As HLB moves to merge with its subsidiary HLB Science, which is listed on the KONEX, discontent is growing among HLB Science shareholders. That is because the company's promised transfer listing of HLB Science to the KOSDAQ has fallen through.
Investors had long been waiting only for the announcement of clinical trial results and the transfer listing, but suddenly a decision was made to merge with HLB, prompting backlash with remarks such as, "If I had known this would happen, I would have bought HLB earlier."
HLB held a board meeting on 17th and decided to merge with HLB Science. The aim is to strengthen business competitiveness by creating synergy in the two companies' R&D capabilities.
In 2022, HLB Science selected Shinhan Financial Investment (now Shinhan Investment & Securities) as its lead underwriter for a transfer listing to the KOSDAQ and said it would move to the KOSDAQ market by this year.

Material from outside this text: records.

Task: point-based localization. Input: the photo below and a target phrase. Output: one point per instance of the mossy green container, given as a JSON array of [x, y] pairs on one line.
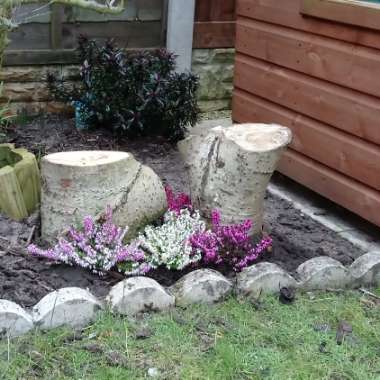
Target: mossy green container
[[20, 185]]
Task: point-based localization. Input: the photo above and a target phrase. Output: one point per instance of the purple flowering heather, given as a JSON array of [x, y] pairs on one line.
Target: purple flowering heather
[[98, 247], [230, 244]]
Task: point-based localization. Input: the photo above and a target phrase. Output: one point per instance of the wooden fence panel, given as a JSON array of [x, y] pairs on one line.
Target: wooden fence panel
[[48, 34], [322, 80]]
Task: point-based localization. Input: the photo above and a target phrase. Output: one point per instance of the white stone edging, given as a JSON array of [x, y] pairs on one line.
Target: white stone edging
[[76, 307]]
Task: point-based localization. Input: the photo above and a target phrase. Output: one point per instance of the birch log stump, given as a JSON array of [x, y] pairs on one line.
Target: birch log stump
[[77, 184], [230, 168]]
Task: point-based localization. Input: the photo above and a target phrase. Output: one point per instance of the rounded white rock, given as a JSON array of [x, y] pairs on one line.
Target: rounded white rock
[[263, 278], [14, 320], [201, 286], [73, 307], [139, 294], [323, 272]]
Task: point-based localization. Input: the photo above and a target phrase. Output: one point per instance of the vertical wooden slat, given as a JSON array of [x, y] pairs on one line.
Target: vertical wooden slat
[[56, 26]]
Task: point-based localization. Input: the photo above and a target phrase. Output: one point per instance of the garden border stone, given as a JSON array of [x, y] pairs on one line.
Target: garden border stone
[[139, 294], [77, 307], [14, 320], [323, 272], [73, 307], [263, 278], [201, 286]]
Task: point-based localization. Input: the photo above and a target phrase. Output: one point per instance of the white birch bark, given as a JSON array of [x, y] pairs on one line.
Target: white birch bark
[[230, 169]]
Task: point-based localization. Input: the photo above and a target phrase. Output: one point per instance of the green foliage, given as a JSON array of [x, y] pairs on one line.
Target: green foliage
[[5, 118], [137, 94]]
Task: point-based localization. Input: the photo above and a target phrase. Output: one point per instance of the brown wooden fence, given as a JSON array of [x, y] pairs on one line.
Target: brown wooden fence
[[321, 79], [214, 24]]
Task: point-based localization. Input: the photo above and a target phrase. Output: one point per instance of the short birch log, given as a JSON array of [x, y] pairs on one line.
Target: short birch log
[[230, 169], [77, 184]]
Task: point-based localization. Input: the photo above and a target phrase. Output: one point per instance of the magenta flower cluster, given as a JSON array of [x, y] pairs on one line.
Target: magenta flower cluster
[[176, 203], [228, 245], [98, 247]]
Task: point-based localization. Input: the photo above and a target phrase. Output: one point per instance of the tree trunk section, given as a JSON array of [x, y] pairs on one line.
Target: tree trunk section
[[230, 169], [78, 184]]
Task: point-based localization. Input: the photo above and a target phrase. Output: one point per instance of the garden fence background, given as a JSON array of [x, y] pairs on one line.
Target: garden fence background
[[48, 34], [322, 80]]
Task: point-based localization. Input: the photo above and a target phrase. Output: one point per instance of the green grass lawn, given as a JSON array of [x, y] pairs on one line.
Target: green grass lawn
[[231, 340]]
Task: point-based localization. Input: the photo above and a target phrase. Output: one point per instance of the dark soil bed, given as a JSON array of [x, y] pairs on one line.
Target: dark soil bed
[[26, 280]]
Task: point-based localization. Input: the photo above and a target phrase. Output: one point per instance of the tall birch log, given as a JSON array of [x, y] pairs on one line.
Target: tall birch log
[[77, 184], [230, 168]]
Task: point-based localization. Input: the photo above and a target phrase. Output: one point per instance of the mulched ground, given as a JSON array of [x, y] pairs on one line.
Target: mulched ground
[[26, 280]]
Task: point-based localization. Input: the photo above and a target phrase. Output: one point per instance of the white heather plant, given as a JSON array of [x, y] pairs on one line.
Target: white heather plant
[[168, 245]]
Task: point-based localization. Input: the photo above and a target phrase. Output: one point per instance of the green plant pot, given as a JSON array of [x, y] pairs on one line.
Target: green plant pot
[[19, 182]]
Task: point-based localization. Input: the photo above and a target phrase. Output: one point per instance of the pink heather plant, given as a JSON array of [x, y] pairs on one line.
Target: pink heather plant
[[230, 245], [98, 247], [179, 202]]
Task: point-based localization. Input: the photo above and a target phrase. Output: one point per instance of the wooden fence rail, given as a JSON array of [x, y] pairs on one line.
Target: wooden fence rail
[[47, 35], [322, 80]]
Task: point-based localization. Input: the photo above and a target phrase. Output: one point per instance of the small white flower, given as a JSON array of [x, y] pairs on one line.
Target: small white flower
[[168, 245]]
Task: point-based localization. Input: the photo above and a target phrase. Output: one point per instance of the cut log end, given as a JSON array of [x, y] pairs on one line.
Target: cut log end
[[258, 137], [86, 158]]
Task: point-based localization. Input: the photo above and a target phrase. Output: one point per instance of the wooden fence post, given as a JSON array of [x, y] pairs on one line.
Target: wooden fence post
[[180, 31]]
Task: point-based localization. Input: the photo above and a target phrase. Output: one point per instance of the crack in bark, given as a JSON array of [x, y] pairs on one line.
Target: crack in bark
[[214, 147], [124, 198]]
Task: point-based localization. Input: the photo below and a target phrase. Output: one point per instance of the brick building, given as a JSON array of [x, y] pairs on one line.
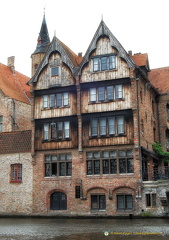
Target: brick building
[[95, 119], [15, 142]]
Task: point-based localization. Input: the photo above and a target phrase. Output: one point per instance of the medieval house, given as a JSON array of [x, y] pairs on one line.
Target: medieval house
[[95, 119], [15, 142]]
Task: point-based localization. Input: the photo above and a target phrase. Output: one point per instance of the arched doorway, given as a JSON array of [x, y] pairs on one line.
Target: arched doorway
[[58, 201]]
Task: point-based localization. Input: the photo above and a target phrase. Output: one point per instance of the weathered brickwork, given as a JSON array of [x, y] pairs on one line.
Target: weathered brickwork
[[16, 115], [16, 198]]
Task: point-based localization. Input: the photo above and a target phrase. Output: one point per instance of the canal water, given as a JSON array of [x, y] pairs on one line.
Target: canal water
[[83, 229]]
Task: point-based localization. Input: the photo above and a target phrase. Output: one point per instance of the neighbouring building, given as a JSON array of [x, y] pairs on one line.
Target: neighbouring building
[[95, 119], [15, 142]]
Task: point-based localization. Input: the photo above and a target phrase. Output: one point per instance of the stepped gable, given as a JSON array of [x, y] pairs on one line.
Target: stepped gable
[[13, 85], [15, 142]]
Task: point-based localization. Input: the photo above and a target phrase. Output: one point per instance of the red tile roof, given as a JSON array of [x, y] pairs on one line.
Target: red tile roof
[[15, 142], [140, 59], [14, 85], [160, 79]]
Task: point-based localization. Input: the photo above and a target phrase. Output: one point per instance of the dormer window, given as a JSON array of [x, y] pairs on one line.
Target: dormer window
[[104, 63], [54, 71]]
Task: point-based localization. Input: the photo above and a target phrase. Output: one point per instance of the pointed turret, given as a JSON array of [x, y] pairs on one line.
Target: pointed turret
[[43, 38], [43, 42]]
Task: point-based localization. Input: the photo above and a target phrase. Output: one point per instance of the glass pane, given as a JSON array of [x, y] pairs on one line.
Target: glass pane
[[101, 94], [54, 169], [102, 122], [46, 131], [129, 153], [59, 100], [120, 202], [153, 200], [105, 166], [66, 129], [105, 154], [89, 155], [130, 166], [104, 63], [122, 165], [112, 62], [69, 157], [45, 101], [54, 158], [122, 153], [96, 155], [47, 158], [65, 99], [113, 166], [68, 169], [62, 157], [54, 71], [89, 167], [120, 125], [62, 169], [97, 167], [53, 130], [94, 202], [92, 94], [111, 125], [94, 127], [52, 100], [96, 64], [47, 169], [129, 202], [110, 93], [113, 154], [118, 90], [59, 129]]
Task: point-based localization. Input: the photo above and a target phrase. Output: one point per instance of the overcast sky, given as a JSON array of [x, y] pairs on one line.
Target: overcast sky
[[139, 25]]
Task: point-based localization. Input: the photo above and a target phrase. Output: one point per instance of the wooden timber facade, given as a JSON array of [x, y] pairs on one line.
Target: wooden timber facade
[[94, 119]]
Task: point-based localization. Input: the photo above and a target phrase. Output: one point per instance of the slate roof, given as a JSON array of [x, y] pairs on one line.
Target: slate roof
[[14, 85], [15, 142], [159, 78]]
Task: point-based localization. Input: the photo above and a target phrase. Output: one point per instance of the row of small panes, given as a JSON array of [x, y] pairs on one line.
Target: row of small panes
[[109, 154], [60, 157]]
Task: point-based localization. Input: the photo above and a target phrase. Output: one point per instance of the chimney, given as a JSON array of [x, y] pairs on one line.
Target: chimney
[[11, 61]]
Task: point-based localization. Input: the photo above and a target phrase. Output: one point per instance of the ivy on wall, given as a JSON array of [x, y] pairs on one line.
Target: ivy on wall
[[158, 149]]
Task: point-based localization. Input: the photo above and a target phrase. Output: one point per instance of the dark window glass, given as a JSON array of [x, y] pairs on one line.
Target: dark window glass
[[16, 173], [101, 94], [54, 71], [124, 202], [110, 93], [52, 100], [104, 63], [58, 201]]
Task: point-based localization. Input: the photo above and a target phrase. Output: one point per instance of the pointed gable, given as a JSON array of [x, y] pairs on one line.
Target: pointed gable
[[68, 57], [14, 85], [103, 31], [43, 38]]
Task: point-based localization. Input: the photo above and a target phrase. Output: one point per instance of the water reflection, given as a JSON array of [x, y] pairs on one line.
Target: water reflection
[[83, 229]]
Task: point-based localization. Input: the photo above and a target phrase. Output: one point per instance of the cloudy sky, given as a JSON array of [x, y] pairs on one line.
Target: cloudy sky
[[139, 25]]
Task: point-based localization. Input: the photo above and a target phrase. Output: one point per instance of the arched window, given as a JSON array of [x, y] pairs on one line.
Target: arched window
[[167, 138], [58, 201]]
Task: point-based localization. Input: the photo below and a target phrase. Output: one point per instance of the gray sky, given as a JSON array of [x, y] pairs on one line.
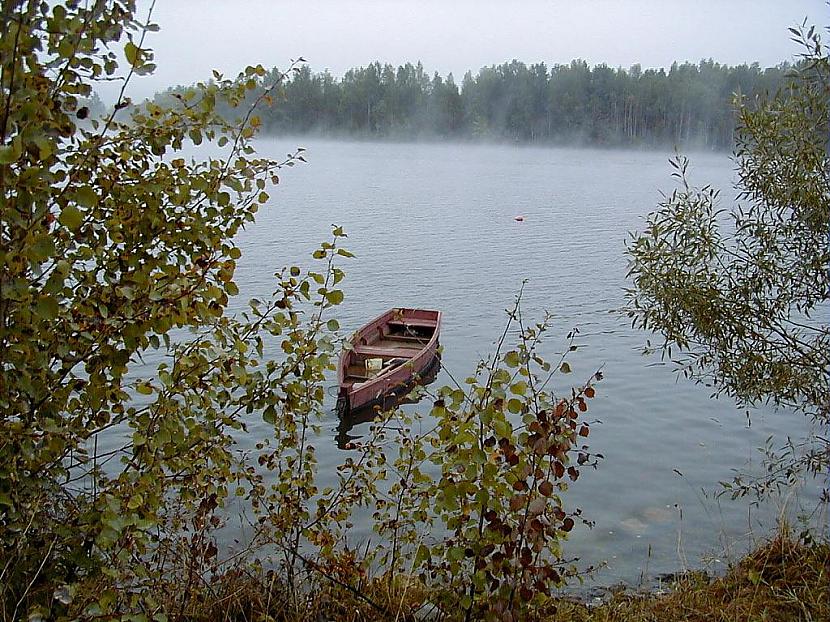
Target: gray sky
[[456, 35]]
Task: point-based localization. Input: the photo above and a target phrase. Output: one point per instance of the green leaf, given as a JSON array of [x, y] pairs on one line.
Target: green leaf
[[86, 197], [519, 388], [47, 308], [131, 51], [71, 217], [145, 388], [8, 155]]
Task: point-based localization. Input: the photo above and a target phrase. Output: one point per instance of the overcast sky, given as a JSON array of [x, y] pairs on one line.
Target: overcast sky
[[456, 35]]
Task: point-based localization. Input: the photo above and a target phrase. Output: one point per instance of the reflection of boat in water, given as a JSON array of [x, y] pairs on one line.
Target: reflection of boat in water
[[399, 397], [383, 357]]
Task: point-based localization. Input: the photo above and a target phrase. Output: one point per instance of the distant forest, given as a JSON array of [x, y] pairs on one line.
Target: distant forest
[[689, 105]]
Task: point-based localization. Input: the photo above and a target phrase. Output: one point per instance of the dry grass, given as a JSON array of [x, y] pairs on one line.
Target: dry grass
[[782, 580]]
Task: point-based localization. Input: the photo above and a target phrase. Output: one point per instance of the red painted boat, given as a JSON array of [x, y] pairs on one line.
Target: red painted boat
[[384, 357]]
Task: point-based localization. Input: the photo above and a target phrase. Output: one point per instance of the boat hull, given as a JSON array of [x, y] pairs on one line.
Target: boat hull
[[405, 341]]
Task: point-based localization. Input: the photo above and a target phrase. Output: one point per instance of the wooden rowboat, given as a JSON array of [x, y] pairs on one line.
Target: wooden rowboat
[[384, 357]]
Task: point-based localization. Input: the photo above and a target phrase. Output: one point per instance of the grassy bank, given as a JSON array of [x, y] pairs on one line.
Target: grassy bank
[[781, 580]]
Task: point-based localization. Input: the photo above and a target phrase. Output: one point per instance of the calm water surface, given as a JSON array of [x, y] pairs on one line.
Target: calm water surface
[[433, 226]]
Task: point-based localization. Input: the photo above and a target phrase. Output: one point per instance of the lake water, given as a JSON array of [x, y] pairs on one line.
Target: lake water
[[433, 226]]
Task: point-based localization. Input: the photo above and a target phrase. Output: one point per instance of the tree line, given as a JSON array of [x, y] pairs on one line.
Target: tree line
[[690, 104]]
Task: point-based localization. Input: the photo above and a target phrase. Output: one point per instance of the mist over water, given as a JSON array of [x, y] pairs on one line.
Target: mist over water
[[432, 225]]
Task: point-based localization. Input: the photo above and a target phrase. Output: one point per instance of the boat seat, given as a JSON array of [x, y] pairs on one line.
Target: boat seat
[[387, 350], [419, 323]]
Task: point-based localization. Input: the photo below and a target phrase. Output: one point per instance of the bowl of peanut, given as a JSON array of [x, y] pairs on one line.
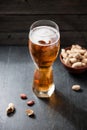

HLB Science is conducting a global clinical trial of "DD-S052P," a treatment for sepsis and superbug infections. It recently completed a phase 1 clinical trial in the United States and, depending on the results, is also planning the next clinical trial for combination therapy with the antibiotic colistin.
In particular, investors are focusing on the fact that HLB disclosed follow-up clinical trial plans in the securities registration statement related to this merger. The disclosure of follow-up plans has raised expectations that the results of the phase 1 clinical trial in the United States were positive.
A person in the financial investment industry said, "Including follow-up clinical trial plans in the securities registration statement after completing a phase 1 clinical trial shows confidence that they can move on to the next development stage," adding, "If, in fact, the merger is being pursued after the clinical trial results came out, existing shareholders could reasonably push back."
The company said that, rather than listing HLB Science on the KOSDAQ, boosting synergy through a merger with HLB would be more effective in enhancing shareholder value.
An HLB official said, "At the group level, we set a strategic direction for rapid and efficient global new drug development," adding, "A transfer listing to the KOSDAQ takes a long time due to the review procedures and requirements, and there are structural limits for HLB Science to raise funds independently and accelerate development."
HLB had previously sought a merger with HLB Life Science, a KOSDAQ-listed subsidiary, but scrapped the plan due to shareholder backlash and the burden of appraisal right expense costs reaching the 40 billion won range.
At the time, HLB Life Science shareholders who opposed the merger could exercise appraisal rights to sell their equity to the company instead of exchanging their holdings for HLB shares. HLB had decided to cancel the merger if the appraisal payments exceeded 40 billion won, and when the payments surpassed that amount, the plan fell through.
By contrast, this merger with HLB Science has no cap clause on appraisal rights. A cap clause on appraisal rights can be set in contracts between corporations involved in a merger, but no specific cap was set for this deal. With the appraisal price granted to HLB Science shareholders set below the current share price, the likelihood of the merger plan being withdrawn is expected to be low.